C’est en 1922 que se place le perfectionnement de la chenille par Vickers, qui, avec son entraînement par double barbotin, parvint à réaliser des vitesses de 26 km/h avec la même puissance par tonne, moins de 8 CV, qui ne donnait pas 10 km/h sur les Mark VIII, trois ans plus tôt. Presque aussitôt après, apparaissait la chenille à petit pas Carden-Loyd, et les multiples chars légers qui en firent l’application dès 1926, en atteignant des vitesses de 45 à 50 km/h avec 12 à 13 CV par tonne. La soudure électrique des blindages, appliquée dès 1929 sur les « cuirassés de poche » allemands, fut étendue à la même époque à la construction des chars sur les Landswerk suédois. Quant au frein de bouche qui permet le montage à bord d’un char de pièces qu’on aurait hésité à attribuer à l’artillerie de campagne, à cause de leur puissance, Treuille de Beaulieu l’avait réalisé voici trois quarts de siècle. Dès 1930, on disposait donc des moyens de mettre en œuvre les conceptions les plus modernes en matière de chars de combat.

Encore fallait-il sentir le besoin de ce nouveau matériel, et en admettre les possibilités quasi-illimitées. Mais beaucoup n’y voyaient que le plus dangereux des concurrents dont l’admission non contrôlée eût risqué de bouleverser la répartition des tâches entre les armes en place.

« Mon fils, disait Cambyse à Cyrus en l’instruisant sur les devoirs du général, ne vous contentez pas des ruses que vous avez apprises ; inventez-en de nouvelles à l’exemple des musiciens qui ne se bornent pas à chanter les airs que leur ont enseignés leurs maîtres, mais qui en composent tous les jours de nouveaux ». Cyrus suivit les conseils de son père, et, si l’on en croit Xénophon, il fut l’auteur du plus grand progrès dans la tactique des chars. Au lieu de les employer seulement à escarmoucher, comme on le faisait avant lui, il les utilisa à rompre la ligne ennemie. Le problème qui se posait en 1919 était exactement l’inverse : il fallait ajouter à la mission de rupture toutes celles auxquelles se prêtait le char, passer du char « d’assaut » au char « de combat ».

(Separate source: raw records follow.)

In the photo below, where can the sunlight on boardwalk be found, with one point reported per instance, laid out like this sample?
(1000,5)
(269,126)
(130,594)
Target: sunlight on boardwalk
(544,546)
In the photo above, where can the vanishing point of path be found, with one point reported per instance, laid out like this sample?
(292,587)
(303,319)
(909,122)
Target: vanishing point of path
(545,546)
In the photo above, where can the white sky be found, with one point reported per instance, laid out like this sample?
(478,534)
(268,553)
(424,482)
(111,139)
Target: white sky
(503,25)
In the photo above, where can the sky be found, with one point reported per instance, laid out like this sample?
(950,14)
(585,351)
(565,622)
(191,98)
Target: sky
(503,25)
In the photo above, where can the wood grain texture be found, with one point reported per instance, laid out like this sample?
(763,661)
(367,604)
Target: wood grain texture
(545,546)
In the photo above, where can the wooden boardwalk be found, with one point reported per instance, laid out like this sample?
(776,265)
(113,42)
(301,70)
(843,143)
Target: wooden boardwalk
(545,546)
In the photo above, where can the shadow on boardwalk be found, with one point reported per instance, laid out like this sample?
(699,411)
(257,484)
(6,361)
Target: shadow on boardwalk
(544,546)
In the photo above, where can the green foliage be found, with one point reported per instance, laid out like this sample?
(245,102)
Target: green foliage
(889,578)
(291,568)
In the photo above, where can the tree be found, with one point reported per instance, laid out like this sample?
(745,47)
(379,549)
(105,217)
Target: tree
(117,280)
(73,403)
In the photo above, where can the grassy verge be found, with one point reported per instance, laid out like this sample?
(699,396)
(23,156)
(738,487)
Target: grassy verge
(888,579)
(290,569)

Était-ce possible ? La question fut résolue affirmativement par le colonel Fuller, au concours de 1919 du Journal of the Royal United Service Institution. La thèse était présentée sous une forme absolue, et devançait les plus audacieuses réalisations de cette guerre.

« La machine est la seule combinaison harmonieuse de l’armement, de la protection et de la vitesse. L’infanterie est un anachronisme ; le char, armé de mitrailleuses, détruit les mitrailleuses ; le char peut remplacer l’infanterie. Les chars rapides remplaceront avantageusement la cavalerie. L’artillerie doit abandonner la traction animale pour la traction mécanique à travers champs ; les canons deviendront ainsi des chars puissamment armés. »

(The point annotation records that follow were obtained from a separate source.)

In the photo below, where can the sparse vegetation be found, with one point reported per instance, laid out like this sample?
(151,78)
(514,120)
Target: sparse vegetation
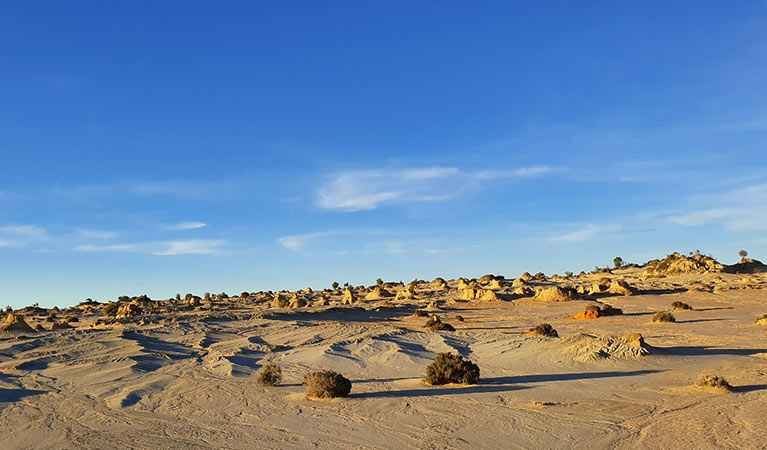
(544,329)
(680,305)
(110,309)
(663,316)
(713,381)
(270,375)
(451,368)
(434,324)
(327,384)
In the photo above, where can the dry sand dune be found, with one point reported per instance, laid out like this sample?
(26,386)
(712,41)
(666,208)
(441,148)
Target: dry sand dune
(181,376)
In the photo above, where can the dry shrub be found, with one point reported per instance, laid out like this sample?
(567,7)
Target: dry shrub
(270,375)
(451,368)
(434,324)
(713,381)
(680,305)
(608,310)
(544,329)
(327,384)
(663,316)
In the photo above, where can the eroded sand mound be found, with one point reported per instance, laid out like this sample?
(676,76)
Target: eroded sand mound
(15,323)
(479,294)
(587,347)
(676,263)
(378,293)
(554,294)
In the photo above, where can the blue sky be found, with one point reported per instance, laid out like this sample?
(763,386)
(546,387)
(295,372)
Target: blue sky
(163,147)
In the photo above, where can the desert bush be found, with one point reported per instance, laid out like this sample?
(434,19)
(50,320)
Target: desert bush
(327,384)
(608,310)
(713,381)
(110,309)
(545,329)
(663,316)
(680,305)
(269,375)
(451,368)
(434,324)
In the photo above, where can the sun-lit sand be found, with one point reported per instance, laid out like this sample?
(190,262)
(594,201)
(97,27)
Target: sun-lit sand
(182,373)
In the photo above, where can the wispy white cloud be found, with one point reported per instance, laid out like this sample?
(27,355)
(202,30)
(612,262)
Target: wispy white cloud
(369,189)
(187,226)
(298,242)
(590,231)
(584,234)
(739,209)
(95,234)
(162,248)
(109,248)
(20,235)
(193,247)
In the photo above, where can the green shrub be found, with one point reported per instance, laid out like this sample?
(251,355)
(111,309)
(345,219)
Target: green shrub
(713,381)
(663,316)
(326,384)
(270,375)
(451,368)
(110,309)
(434,324)
(608,310)
(545,329)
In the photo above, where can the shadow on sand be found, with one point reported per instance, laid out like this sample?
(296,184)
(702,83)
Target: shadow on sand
(346,314)
(707,351)
(14,395)
(497,384)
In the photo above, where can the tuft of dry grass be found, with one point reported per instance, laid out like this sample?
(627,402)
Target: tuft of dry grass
(451,368)
(663,316)
(434,324)
(680,305)
(270,375)
(544,329)
(326,384)
(713,381)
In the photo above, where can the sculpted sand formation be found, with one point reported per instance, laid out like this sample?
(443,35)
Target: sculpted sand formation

Sous la pression de l’opinion publique alertée par les discussions autour de la thèse de Fuller, et simultanément très intéressée par les remarquables progrès qu’étaient les chars Vickers rapides, et le char monoplace, devenu depuis biplace, inventé en 1925 par Martel et Carden, l’armée britannique dut se résigner à faire des essais en grand. C’est en ce sens que sont parfaitement exactes les affirmations de Liddell Hart : « L’armée britannique, après 1918, a été la première à se servir de chars rapides, la première à se servir de chars indépendamment de l’infanterie ; elle a formé la première unité complètement motorisée et a publié le premier manuel de guerre mécanisée. »

Au lendemain de 1918, l’opinion militaire française était plus mal préparée encore à accepter les transformations profondes qu’exigeait l’avènement de la guerre mécanique. Voici en quelques termes l’Instruction provisoire sur l’emploi des chars de combat du 23 mai 1920 mettait en garde contre les idées nouvelles : « Les chars ne peuvent conquérir ni occuper à eux seuls le terrain. Ils ne sont qu’une aide puissante mise à la disposition de l’infanterie. L’affectation des chars à l’infanterie ne modifie en rien les procédés de combat de cette arme (Art. 2). »

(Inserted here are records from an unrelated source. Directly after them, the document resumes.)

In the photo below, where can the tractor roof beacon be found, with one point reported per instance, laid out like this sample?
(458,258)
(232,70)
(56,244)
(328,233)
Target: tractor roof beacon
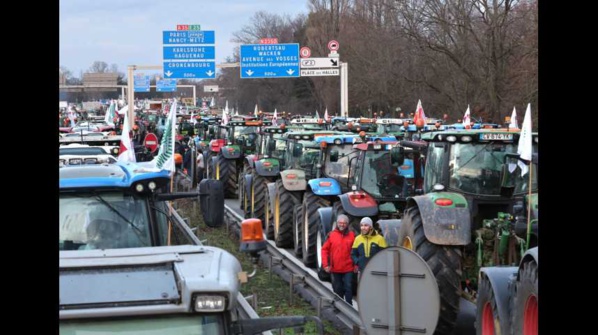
(151,274)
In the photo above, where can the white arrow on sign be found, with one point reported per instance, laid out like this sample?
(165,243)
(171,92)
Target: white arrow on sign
(316,62)
(320,72)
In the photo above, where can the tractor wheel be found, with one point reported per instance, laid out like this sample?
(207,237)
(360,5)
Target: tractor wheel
(284,203)
(260,203)
(297,232)
(310,223)
(488,322)
(443,260)
(525,304)
(229,176)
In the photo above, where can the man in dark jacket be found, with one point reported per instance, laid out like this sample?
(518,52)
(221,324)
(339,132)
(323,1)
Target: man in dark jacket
(336,258)
(367,244)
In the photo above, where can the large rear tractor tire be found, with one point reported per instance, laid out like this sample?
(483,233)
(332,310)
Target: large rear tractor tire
(443,260)
(487,313)
(525,304)
(284,203)
(310,222)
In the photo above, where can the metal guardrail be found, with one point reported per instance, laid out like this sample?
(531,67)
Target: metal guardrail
(304,281)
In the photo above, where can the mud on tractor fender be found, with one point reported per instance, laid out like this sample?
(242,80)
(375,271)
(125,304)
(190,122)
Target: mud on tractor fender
(324,186)
(359,204)
(445,217)
(231,152)
(267,167)
(293,180)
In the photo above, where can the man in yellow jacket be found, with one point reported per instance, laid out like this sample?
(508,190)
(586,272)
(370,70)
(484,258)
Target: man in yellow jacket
(367,244)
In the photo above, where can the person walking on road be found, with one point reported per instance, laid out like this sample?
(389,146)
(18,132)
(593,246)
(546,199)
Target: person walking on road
(336,258)
(367,244)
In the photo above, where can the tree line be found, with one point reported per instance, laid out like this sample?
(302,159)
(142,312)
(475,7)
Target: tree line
(448,54)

Ni les opérations du Levant, ni celles beaucoup plus importantes qui furent nécessaires pour achever la pacification du Maroc, notamment en 1925 et 1926 contre Abd-el-Krim, n’utilisèrent le char comme on aurait pu et dû le faire. « Le char léger de combat actuellement en usage dans la métropole convient peu au service dans les colonies et sur les théâtres d’opérations extérieurs », affirmait le Manuel à l’usage des troupes employées outre-mer (Titre 1, p. 47). Lors du déclenchement des premières opérations d’Abd-el-Krim, un seul bataillon de chars se trouvait en Afrique du Nord : il tenait garnison à Bizerte. Au gros de l’expédition, 150 000 hommes furent engagés ; un seul régiment de chars à 6 compagnies, chacune de 9 chars Renault FT, les accompagnait. On ne peut accuser cette fois, comme en 1940, le manque de matériel : l’armée française disposait de plus de 2 700 chars FT.

Fuller.

La thèse soutenue par le colonel Fuller n’eut absolument aucun succès en France. Voici le jugement que portait sur elle en 1927, dans la Revue d’Infanterie, un officier général qui devait ensuite, avec un livre intitulé « Sommes-nous prêts ? », jeter l’un de ces nombreux cris d’alarme qui ne remplacent point

une doctrine militaire saine : « Une conception pèche par la base qui érige le matériel, la machine, au premier rang, et relègue les forces morales au magasin des accessoires. Toute l’histoire se dresse devant une telle affirmation ; sourd est quiconque reste insensible à la véhémence de sa protestation. Si l’on inculque à l’homme la notion que la machine est autant faite pour le mettre à l’abri des coups que pour lui procurer le moyen d’en porter à son adversaire, il en ‘arrivera vite, par une pente fatale, à considérer la machine avant tout du point de vue de sa protection personnelle : condition peu favorable à la victoire ».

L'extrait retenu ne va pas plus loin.